A veces es difícil no sentir dudas de que lo que hacemos para vivir, sea de verdad o no nuestra pasión. Creo que eso lo sabremos, cuando estemos viejos, y podamos sentarnos en nuestras salas, apaciblemente escuchando un disco de música clásica en nuestros equipos de sonido.

Hasta entonces, debemos seguir viviendo... o acostumbrándonos a la vida.

sábado, 7 de enero de 2012

LAS BASES DEL ÉXITO EN CIENCIA FICCIÓN


















Yo, como amante de la literatura fantástica y de la ciencia ficción, amo las obras de Issaac Asimov. Es por esto, que decido compartir este poema o verso (como lo quieran llamar) sobre "Las bases del éxito en ciencia ficción", escrito a manera de burla de su propio genero literario, pero a la vez muy cierto en lo que menciona.
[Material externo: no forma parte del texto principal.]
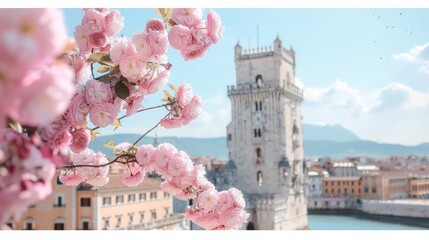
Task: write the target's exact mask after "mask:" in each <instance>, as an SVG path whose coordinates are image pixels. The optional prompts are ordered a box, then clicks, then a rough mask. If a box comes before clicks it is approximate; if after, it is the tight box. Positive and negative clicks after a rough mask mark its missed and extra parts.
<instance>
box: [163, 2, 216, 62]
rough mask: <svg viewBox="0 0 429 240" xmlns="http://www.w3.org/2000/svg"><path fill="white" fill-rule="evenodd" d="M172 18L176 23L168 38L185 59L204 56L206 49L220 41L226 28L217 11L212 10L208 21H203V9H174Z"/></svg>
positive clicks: (171, 43) (183, 8)
mask: <svg viewBox="0 0 429 240" xmlns="http://www.w3.org/2000/svg"><path fill="white" fill-rule="evenodd" d="M171 19H172V20H173V21H174V23H175V25H174V26H173V27H171V30H170V32H169V33H168V40H169V41H170V44H171V47H173V48H174V49H177V50H179V51H180V54H181V55H182V57H183V58H184V59H185V60H192V59H197V58H200V57H202V56H204V53H205V51H206V50H207V49H208V48H209V47H210V46H211V45H212V44H214V43H217V42H218V41H219V39H220V38H221V37H222V33H223V30H224V29H223V27H222V21H221V19H220V17H219V15H218V14H217V13H216V12H215V11H210V12H209V13H208V14H207V21H203V20H202V11H201V9H189V8H179V9H173V12H172V16H171Z"/></svg>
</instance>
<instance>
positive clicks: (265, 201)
mask: <svg viewBox="0 0 429 240" xmlns="http://www.w3.org/2000/svg"><path fill="white" fill-rule="evenodd" d="M235 66H236V74H237V83H236V85H235V86H228V97H229V98H230V100H231V110H232V114H231V122H230V123H229V124H228V126H227V144H228V150H229V161H230V162H231V161H232V162H233V163H234V164H235V166H236V174H235V175H236V184H235V185H236V186H237V187H238V188H239V189H240V190H241V191H242V192H243V193H244V195H245V198H246V204H247V206H246V207H247V210H248V212H249V213H250V214H251V216H250V218H249V223H248V225H247V229H252V228H255V229H267V230H268V229H275V230H279V229H306V228H307V207H306V196H305V191H304V190H305V189H304V179H305V177H304V172H305V168H306V165H305V163H304V160H303V159H304V156H303V148H302V124H301V120H302V117H301V102H302V101H303V92H302V90H301V89H300V88H299V87H297V86H296V85H295V52H294V51H293V49H292V48H291V49H289V50H288V49H285V48H283V46H282V41H281V40H280V39H279V38H278V37H277V38H276V39H275V40H274V46H273V47H263V48H257V49H251V50H250V49H247V50H244V49H243V48H242V47H241V46H240V44H239V43H237V45H236V46H235Z"/></svg>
Si la ficción científica deseas cultivar
y destacar en ella con lustre sin igual,
practica de las ciencias la jerga singular,
sin importarte un bledo usarla bien o mal.
Pulsares y quasares tesáricas y falacias,
en un místico estilo, de pulida elocuencia,
harán que los fanáticos, sin entender palabra,
esperen tus escritos con febril impaciencia.
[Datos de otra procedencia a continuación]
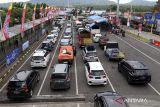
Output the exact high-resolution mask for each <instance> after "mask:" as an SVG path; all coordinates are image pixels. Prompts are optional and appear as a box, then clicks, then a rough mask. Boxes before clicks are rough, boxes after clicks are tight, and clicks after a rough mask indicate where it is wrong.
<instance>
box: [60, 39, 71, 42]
mask: <svg viewBox="0 0 160 107" xmlns="http://www.w3.org/2000/svg"><path fill="white" fill-rule="evenodd" d="M69 41H70V39H61V42H69Z"/></svg>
Y en tanto que tú surcas las sendas espaciales,
entonarán a coro, a golpe de incensario:
¡Un joven que planea a alturas siderales...!
¡Qué dotes de invención! ¡Qué hombre extraordinario!

No hay misterio en el éxito. Basta copiar la historia.
Todo está en ella ya, instante por instante.
El Imperio romano - su expansión y su gloria -,
trasladado a los cielos, brillará rutilante.
La trama es una brisa y, si así lo decides,
por el hiperespacio recorrerás parsecs.
Y si plagias un poco a Gibbon y a Tucíddides,
como nadie se entera, carece de interés.

Y en tanto que prosigues tu andar meditabundo,
entonarán a coro, a golpe de incensario:
¡Un joven tan versado en la historia del mundo...!
¡Qué auténtico talento! ¡Qué hombre extraordinario!

Aparta de tu héroe la amorosa pasión.
No existe el sexo.
Inmerso en la política -sus sombríos ardides-,
ciégalo para el resto.
Dale sólo una madre. La mujer, con sus ansias
de oropel y de joyas,
podría distraerle de sus sueños sublimes
y desviar el rumbo de su gran psicohistoria.

Y en tanto que recorres tan austero camino,
entonarán a coro, a golpe de incensario:
¡Un joven que se ciñe así a lo masculino...!
¡Cuán grande es su fuerza! ¡Qué hombre extraordinario!